2009; 400 pages. Book #3 (out of 6) of the Medicus series. New Author? : No. Genre : Historical Fiction; Crime Mystery. Overall Rating : 8½*/10.
“Lucius to Gaius. Come home, brother!”
Well, Gaius Petreius Ruso would like to oblige, but he’s a member of a Roman legion in Britain, and all his relatives are in Gaul. And the army doesn’t give am open-ended leave of absence just because your brother summons you.
But when Ruso breaks his foot, an extended convalescence is needed anyway, so it’s an opportunity for him to make the long, arduous journey back to his home. He can even take Tilla along, after all, she’s his wif.., his girlfr…, his serv…, well his companion of uncertain relationship. Yeah, the family’s gonna love meeting a barbarian.
So imagine his confusion when, upon his arrival, Lucius wants to know why he chose to return home now, and that the timing could not have been worse.
What’s To Like...
The setting of Gaul for Persona Non Grata is unique. All of the other books in the series (thus far) are set in various parts of Britannia. The book is also unique in that, based on the evidence, Ruso is a prime suspect in the murder. And if the investigators sent from Rome can’t determine the real killer, they’ll settle for arresting a convenient suspect, like Ruso), quickly followed by execution. Roman justice is funny that way.
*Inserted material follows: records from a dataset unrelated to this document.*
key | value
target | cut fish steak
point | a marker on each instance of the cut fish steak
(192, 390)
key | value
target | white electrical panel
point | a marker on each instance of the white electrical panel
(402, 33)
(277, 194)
Since we’re not in Britain (except for the very beginning), almost all the characters are new to the series. Ruso and Tilla are the only familiar faces, but it’s fun to meet the rest of his family. Up till now, we’ve only heard about them through letters from home.
As always, Ruth Downie smoothly combines Historical Fiction with Murder Mystery. There are the usual anachronisms (ladies’ underwear) and modern-day slang (“Bollocks” and “Blondie), but I’ve learned to accept that. The murder doesn’t take place until 26%, but it is well-crafted, with lots of suspects, several twists, and a logical-yet-surprising (for me, at least) resolution. IMO, this is the best Murder Mystery in the series.
As always, among all the sleuthing and wit, Downie tackles some serious topics. Here, Capital Punishment is examined and, to a lesser degree, Slavery. This is a both a standalone novel and a part of a series. There’s nothing R-rated about it, unless expressions like “Bollocks” offend you, and I pity you if that's the case.
Kewlest New Word...
Embrocation (n.) : a liquid used for rubbing on the body to relieve pain from sprains and strains; ointment; lotion; cream.
The carriage rumbled to a halt and he found himself sitting no more than six feet away from its passenger. A pair of perfectly made-up dark eyes gazed at him from an artificially pale face. The reddened lips parted to emit the word, “Gaius!”
“Claudia!” Ruso was not sure how a man should address his former wife after three years of separation, but he was confident that you’ve put on weight and what have you done to your hair? were not appropriate. (loc. 1218)
“If you’re not buying, don’t interfere with the stock.”
Tilla sighed. “My people,” she said sadly, gazing out between the masts to where a lump of driftwood was swirling on the current. “Always the same.”
Cass said, “ What is the matter with your people?”
“Nothing,” said Tilla, setting out once more along the wharf. “They are clever and brave. But when you offer them something good they can always find a reason why it will not work.” (loc. 3868)
Persona Non Grata sells for $9.59 at Amazon. The other Medicus books range in price from $7.55 to $9.99.
“Gaius, you haven’t done something very silly, have you?” “Frequently.” (loc. 758)
Persona Non Grata is unique in one other way – a lot of ink is spent on Tilla becoming a follower of “Christos”, including the requisite theology as the brethren (sisters, actually) educate her about this new God. I always cringe a little when religion begins to creep into a book or series that previously had none, and I’ve been burnt once or twice in the past by authors trying to sneak their religious dogma into a novel of an unrelated genre.
I haven’t been reading this series in order, and since this is Book Three in a currently 6-book series, I’ve read the three novels that follow it. And I am happy to report that the series does not veer into religious drivel. Tilla adds Christos to her various other deities, and Ruso continues to be skeptical of the value of any of them. Oh, he’ll offer a sacrifice when it is prudent, but mostly it’s a pragmatic CYA gesture.
It’s taken me about a year to read all the books in this series, and I’m happy to say it hasn’t become stale at all. Hopefully, there’s a Book 7 in the works.
8½ Stars. FWIW, my local digital library used to offer every book in this series except this one. But last December I discovered you could make recommendations for further e-books, and so I suggested Persona Non Grata. About a month later they sent me an e-mail notifying me that they had acquired PNG. There are other dedicated Ruth Downie fans here in Phoenix, and it wasn’t until now that I found it available. The point is: if your local digital library doesn’t carry a book you want, and lets you make suggestions, by all means, do it!